There will be countless red-blooded young men interested in the T Sport model in particular. Many of the flagship model's styling cues are taken from the Max Power school of thought and this is clearly designed to entice the under 25s. From that point of view, the Sport's insurance grouping of 14A could be much worse. It won't be terribly cheap for younger people to insure, but then again, no hot hatch is. Reasonable combined fuel consumption should keep those painful trips to the pumps to a minimum and being a Toyota it'll be reliable, too.
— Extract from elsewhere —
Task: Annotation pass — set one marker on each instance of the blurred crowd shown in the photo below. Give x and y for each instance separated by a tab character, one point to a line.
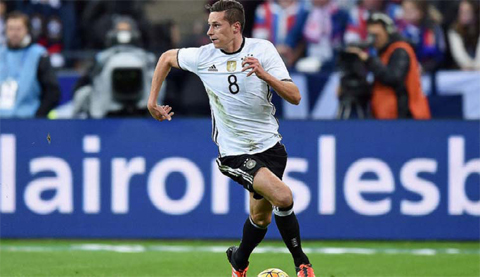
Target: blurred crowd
309	34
As far as quality is concerned, there are very few car manufacturers with such an unblemished reputation as Toyota. The name is a byword for reliability and sound engineering. In the image department, however, the marque struggles a bit. The kudos evoked by the Volkswagen badge and familiarity of the Blue Oval still eludes the Japanese firm. The advanced age of many Toyota drivers doesn't help the manufacture in its quest to be seen as young, exuberant and trendy.
In three-door guise access to the rear seats isn't as complicated as one might expect as the forward seats slide forward creating a large opening. Getting out from the rear bench isn't quite so easy, but only the elderly and immobile will really struggle.
A single disc CD player with six speakers and an RDS radio comes as standard across the range. Steering wheel-mounted controls aid practicality and safety. Satellite navigation is available on T3 models and upwards, which features a large clear LCD display screen and easy to fathom controls.
While it is obvious from the aluminium pedals, white dials and carbon fibre-effect trim that Toyota was trying to achieve a sporty environment for the occupants of the T Sport's cabin, it hasn't really managed it. These race-bred styling cues look somewhat like afterthoughts; something just stuck on after the event. The red sections on the base of the seats really lighten up an otherwise rather oppressive dark interior. Everything feels well appointed and together, even if some of the materials used are clearly from the shelf marked 'budget'.
There are no parking sensors as standard or on the options list, but this shouldn't cause too many problems as the Corolla's windows are large and all-round visibility is relatively unhindered. Light steering helps in tight situations, as do the Corolla's large exterior mirrors.
A full size spare alloy wheel is fitted as standard.
Five engine options - 1.4-litre (95bhp) petrol; 1.6-litre (109bhp) petrol; 1.8-litre T Sport (189bhp) petrol; 1.4-litre (89bhp) D-4D diesel and 2.0-litre (114bhp) D-4D diesel. All models come with a five-speed manual transmission as standard. A four-speed automatic transmission is available on the 1.6-litre petrol and a five-speed MMT automatic gearbox is available with the 1.4-litre D-4D. Specific trim designators include T2, T3, T Spirit and T Sport, with the latter sitting at the top of the range.